Introduction & Embryology - Hernia Genesis
- CDH: Protrusion of abdominal viscera into thoracic cavity due to a congenital diaphragmatic defect.
- Embryology: Diaphragm develops from four main embryonic structures:
- Septum transversum (forms central tendon)
- Pleuroperitoneal membranes (fuse to close pleuroperitoneal canals)
- Dorsal mesentery of esophagus (forms crura)
- Muscular ingrowth from lateral body walls.
- Hernia Genesis: Primarily due to failure of fusion of the pleuroperitoneal membranes, usually posterolaterally.
- Critical Window: This developmental failure occurs around 8-10 weeks of gestation.
⭐ Failure of pleuroperitoneal membrane closure, most commonly posterolaterally, around 8-10 weeks gestation leads to CDH.
Types & Associated Anomalies - Defect Varieties
- Bochdalek Hernia (Posterolateral): 📌 BPM LLL (Bochdalek Postero-lateral, More common, Left, Lung hypoplasia)
- Most common type (~85-90%).
- Predominantly left-sided (~85% of Bochdalek cases).
- Leads to pulmonary hypoplasia.
- Morgagni Hernia (Anteromedial/Retrosternal):
- Less common (~2-5%).
- Usually right-sided.
- Eventration of Diaphragm:
- Abnormal elevation; intact but thinned diaphragm.
- Associated Anomalies (~30-50% cases):
- Cardiac (e.g., VSD, ASD).
- CNS (e.g., neural tube defects).
- Renal, Skeletal.
- Chromosomal (e.g., Trisomy 13, 18, 21).
⭐ Bochdalek hernia (posterolateral) is the most common type (~85-90%), predominantly on the left (~85% of Bochdalek cases).

Pathophysiology & Clinical Features - Breathing Battle
- Pathophysiology:
- Abdominal viscera herniate into thorax → lung compression.
- Leads to:
- Pulmonary hypoplasia: ↓ alveoli, bronchioles, vasculature (often bilateral).
- Persistent Pulmonary Hypertension (PPHN): ↑ pulmonary vascular resistance.
- Surfactant deficiency common.
- Clinical Features:
- Immediate/early severe respiratory distress: cyanosis, tachypnea, retractions.
- Scaphoid abdomen (empty, concave).
- Bowel sounds audible in chest.
- Barrel-shaped chest.
- Displaced heart sounds.
⭐ Key pathophysiological defects are pulmonary hypoplasia (often bilateral, though defect is unilateral) and persistent pulmonary hypertension (PPHN).
Diagnosis & Management - Spot, Stabilize, Sew

-
Diagnosis (Spot)
- Prenatal US: Polyhydramnios, mediastinal shift, bowel/liver in chest.
- Postnatal: Resp. distress, scaphoid abdomen, ↓ breath sounds.
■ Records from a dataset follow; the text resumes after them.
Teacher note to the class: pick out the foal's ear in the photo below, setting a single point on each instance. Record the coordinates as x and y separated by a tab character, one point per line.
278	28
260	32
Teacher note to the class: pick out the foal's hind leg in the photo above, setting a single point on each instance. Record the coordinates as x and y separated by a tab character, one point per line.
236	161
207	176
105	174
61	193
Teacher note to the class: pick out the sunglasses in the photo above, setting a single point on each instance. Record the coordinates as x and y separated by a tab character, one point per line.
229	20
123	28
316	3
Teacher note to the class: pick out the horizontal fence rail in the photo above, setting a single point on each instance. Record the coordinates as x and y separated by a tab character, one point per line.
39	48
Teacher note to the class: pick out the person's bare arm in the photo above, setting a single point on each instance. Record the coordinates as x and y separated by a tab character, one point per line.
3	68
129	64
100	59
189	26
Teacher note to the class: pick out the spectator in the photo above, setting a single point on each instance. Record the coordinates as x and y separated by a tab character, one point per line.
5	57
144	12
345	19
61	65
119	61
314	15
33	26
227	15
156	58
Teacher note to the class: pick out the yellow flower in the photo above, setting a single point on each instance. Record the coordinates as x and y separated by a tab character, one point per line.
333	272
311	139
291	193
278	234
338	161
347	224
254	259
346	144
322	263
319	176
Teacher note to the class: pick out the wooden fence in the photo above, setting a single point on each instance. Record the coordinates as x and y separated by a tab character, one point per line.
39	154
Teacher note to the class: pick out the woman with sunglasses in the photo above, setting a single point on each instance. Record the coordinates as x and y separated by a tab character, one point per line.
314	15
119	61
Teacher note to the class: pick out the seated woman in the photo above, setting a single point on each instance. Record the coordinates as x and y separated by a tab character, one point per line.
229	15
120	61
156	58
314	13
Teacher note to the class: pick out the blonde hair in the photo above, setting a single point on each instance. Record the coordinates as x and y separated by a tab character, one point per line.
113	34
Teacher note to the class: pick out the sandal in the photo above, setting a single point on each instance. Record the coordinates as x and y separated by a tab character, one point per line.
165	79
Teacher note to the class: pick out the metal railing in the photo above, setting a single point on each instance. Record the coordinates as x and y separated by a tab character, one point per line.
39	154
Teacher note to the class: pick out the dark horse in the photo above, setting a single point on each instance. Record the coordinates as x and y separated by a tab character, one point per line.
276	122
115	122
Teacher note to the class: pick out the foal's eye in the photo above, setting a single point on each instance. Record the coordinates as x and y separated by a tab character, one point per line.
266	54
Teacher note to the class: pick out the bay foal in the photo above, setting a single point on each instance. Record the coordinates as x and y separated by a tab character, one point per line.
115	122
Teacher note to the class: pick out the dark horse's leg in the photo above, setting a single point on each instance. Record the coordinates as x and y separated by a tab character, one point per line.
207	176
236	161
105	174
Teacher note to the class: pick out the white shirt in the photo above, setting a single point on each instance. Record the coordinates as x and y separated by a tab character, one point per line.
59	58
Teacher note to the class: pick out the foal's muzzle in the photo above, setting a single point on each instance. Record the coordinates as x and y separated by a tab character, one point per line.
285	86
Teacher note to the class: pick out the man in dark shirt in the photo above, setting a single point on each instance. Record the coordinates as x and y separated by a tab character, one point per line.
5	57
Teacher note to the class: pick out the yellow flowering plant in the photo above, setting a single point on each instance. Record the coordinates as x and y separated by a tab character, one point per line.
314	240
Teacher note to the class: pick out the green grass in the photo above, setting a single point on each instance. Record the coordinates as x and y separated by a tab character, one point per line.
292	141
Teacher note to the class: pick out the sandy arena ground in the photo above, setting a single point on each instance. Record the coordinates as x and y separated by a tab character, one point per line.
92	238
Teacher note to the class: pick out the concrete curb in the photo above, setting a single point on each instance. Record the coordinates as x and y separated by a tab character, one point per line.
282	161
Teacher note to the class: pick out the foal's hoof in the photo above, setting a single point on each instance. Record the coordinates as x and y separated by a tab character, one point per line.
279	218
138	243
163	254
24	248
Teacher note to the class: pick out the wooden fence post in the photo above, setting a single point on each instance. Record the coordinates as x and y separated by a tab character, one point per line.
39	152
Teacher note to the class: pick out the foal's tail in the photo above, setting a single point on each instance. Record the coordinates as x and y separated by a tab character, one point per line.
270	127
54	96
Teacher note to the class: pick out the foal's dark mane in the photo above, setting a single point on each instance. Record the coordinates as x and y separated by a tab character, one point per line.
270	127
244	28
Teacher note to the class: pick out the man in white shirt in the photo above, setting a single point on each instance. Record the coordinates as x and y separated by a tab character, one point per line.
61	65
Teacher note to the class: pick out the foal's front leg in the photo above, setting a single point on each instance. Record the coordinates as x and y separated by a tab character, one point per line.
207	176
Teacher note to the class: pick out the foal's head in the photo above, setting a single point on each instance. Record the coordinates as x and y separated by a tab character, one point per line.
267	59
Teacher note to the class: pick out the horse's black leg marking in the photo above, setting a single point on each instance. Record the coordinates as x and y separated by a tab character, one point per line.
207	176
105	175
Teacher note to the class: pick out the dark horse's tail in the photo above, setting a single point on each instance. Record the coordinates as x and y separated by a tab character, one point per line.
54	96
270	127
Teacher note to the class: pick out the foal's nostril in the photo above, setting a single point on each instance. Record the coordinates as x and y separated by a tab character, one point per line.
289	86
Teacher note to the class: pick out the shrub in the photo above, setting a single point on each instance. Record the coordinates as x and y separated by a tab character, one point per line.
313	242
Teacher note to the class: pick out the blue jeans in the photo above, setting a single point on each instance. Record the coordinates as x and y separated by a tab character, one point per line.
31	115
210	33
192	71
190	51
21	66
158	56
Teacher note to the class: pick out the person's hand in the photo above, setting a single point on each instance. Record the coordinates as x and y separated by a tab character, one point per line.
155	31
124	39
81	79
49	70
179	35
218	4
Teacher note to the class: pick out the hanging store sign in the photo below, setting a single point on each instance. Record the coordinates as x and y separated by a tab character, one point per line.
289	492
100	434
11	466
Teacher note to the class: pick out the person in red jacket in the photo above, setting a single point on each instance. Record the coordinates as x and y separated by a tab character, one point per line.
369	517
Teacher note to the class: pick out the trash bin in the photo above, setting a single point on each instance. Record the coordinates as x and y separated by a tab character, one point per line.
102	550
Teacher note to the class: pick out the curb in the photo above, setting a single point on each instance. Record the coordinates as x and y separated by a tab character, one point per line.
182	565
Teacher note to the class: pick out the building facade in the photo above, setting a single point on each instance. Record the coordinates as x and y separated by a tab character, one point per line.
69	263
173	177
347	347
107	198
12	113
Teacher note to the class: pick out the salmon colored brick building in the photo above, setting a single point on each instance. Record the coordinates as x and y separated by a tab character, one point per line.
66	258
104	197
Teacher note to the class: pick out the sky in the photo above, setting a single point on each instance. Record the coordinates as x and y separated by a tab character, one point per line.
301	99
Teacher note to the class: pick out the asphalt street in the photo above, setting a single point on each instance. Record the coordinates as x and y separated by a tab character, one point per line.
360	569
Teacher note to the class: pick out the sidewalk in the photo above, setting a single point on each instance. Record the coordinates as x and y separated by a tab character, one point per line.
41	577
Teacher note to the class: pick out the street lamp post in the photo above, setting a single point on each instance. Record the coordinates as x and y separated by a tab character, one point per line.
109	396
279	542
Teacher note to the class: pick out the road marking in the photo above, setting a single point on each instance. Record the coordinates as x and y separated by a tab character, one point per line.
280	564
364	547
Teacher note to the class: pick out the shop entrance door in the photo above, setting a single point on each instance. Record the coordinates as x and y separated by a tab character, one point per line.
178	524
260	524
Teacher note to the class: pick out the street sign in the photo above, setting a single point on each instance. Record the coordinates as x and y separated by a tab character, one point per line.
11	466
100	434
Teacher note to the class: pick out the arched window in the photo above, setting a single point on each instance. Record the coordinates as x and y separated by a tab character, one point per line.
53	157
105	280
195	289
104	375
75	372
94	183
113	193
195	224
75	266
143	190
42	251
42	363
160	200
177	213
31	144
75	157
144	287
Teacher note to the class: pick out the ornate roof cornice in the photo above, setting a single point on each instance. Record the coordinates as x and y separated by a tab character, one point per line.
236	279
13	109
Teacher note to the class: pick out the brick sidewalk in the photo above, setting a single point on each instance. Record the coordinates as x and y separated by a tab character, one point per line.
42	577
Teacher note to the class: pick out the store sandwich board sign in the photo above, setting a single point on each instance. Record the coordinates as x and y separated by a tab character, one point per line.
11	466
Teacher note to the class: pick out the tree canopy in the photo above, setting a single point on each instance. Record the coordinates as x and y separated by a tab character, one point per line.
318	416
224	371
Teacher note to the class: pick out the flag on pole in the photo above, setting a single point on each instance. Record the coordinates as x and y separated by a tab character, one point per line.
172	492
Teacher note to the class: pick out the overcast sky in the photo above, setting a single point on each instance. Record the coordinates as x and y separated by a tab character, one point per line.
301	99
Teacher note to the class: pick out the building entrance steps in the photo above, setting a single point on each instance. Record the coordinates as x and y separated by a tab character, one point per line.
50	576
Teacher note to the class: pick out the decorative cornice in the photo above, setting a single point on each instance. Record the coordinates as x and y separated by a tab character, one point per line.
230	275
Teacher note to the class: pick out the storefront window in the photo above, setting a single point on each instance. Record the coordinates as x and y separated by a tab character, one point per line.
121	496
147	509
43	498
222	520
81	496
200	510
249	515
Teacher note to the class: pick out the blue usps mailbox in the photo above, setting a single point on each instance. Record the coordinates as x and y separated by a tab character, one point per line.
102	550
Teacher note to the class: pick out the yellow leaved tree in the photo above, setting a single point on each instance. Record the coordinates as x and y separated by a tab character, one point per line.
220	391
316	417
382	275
CXR confirms.
-
Management (Stabilize & Sew)
- 📌 Intubate, NG/OG tube, Stabilize, Surgery (INSure Survival!)
-
⭐ Immediate postnatal management: intubate, decompress stomach/bowel with NG/OG tube, and strictly avoid bag-mask ventilation.
- Stabilize: Gentle vent; Target $PaCO_2$ 45-65 mmHg; PPHN (iNO, ECMO).
- Surgical repair: After stabilization (24-72 hrs).
Prognosis & Complications - The Long Haul
- Survival: ~70-90% with modern neonatal care.
- Prognosis hinges on:
- Pulmonary hypoplasia severity.
- Associated anomalies.
- Persistent pulmonary hypertension (PPHN).
⭐ Prenatally measured Lung-to-Head Ratio (LHR) and liver herniation ('liver-up') are critical prognostic indicators.
- Long-term sequelae:
- Chronic lung disease, GERD.
- Neurodevelopmental delay, hearing loss.
- Recurrence, chest wall deformities (scoliosis/pectus).
High‑Yield Points - ⚡ Biggest Takeaways
- Bochdalek hernia (left posterolateral) is the most common CDH.
- Defect in pleuroperitoneal membrane closure is the cause.
- Pulmonary hypoplasia and pulmonary hypertension are critical determinants of survival.
- Presents with respiratory distress, scaphoid abdomen, and bowel sounds in chest at birth.
- Diagnosis: prenatal ultrasound or postnatal chest X-ray showing bowel in thorax.
- Management: Immediate intubation, gastric decompression, delayed surgical repair after stabilization.
- Associated anomalies, especially cardiac, are common and impact prognosis.